It made quite an impact on me. Le Guin surely is a very skillful writer. Her sentences, dialogues, stories, they are beautiful and intricate. This is literature. The tension builds slowly, which is great for me, so I can actually still do other things while reading, and don’t get completely sucked it. This is a tale of an intercultural and interplanetary encounter. Maybe even an intersexual encounter. Genly Ai is sent on a mission to the planet Gethen, or winter, by the Ekumen, a sort of intergalactic UN, to convince them to join their union. He is on his own in Gethen, a planet with an arctic climate, constantly cold, and a different language, different norms and values. Le Guin paints a vivid picture of this strange culture, governed by shifgrethor, a kind of obscure honor related to responsibility and truth, which are never spelled out, and to kemmer, the sexual cycle. Gethenians are, and here lies the clue that made this book revolutionary in 1969, ambisexual: they are neither man nor woman, but both. They are only sexually active once a month, during kemmer. They can all become pregnant, be mothers and fathers, mostly both. This why there is no gender-based discrimination, obviously. To all this, Genly Ai has to adjust. He feels alone, often, and does not know whom to trust. He is negotiated with, pursued, incarcerated, and freed. He wants to succeed on his mission, strongly believing in the Ekumen. He goes on a long and risky journey through snow and ice with Estraven, a Gethenian, and becomes his friend. When he finally sees his fellow humans again, he is estranged from them, feeling more at home among Gethenians.

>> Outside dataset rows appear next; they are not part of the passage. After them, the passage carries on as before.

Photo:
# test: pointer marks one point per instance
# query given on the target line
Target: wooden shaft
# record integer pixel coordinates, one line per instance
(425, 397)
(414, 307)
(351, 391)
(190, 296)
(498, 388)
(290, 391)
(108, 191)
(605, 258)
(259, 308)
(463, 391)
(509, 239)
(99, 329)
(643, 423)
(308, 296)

The story is told from Genly’s and Estraven’s perspective, interchangingly, and every few chapters a local myth or legend is told. This world of Gethen is built with so much precision and depth, much more than we actually learn as readers. It remains, to a certain degree, obscure.

The relation between Genly and Estraven is developed in a deep way. They become friends, but they never fully understand each other. There remains some holding back, certain values and ways of thinking and feeling remain unclear, and while they fiercely appreciate each other, they remain estranged,

I was a bit disappointed by the ‘feminist’ part of this novel. The outset of the ambisexuality of Gethen’s society does not receive too much attention. On half a page, Le Guin mentions that there was no discrimination in such a society. Apart from this, the central character, Genly Ai, is male, and he refers to all the Gethenians as men, even though he reminds himself from time to time that they are actually also female. He is usually reminded of this fact by some behavior or sight which he finds “feminine”, such as being a bit wobbly, soft, submissive, passive, accepting… not exactly positive traits. Almost all the pronouns used are male. This actually creates an image of a wholly male world, or at least a wholly male story, in which women are only present as negative stereotypes. I found this quite irritating while reading. I guess, however, that for 1969, this was still quite unusual. Today, the novel is just a very good sci-fi novel, which captures the difficulties and ambiguities of interplanetary and intercultural relations in a very sensitive way. Today, I wouldn’t really call the novel feminist.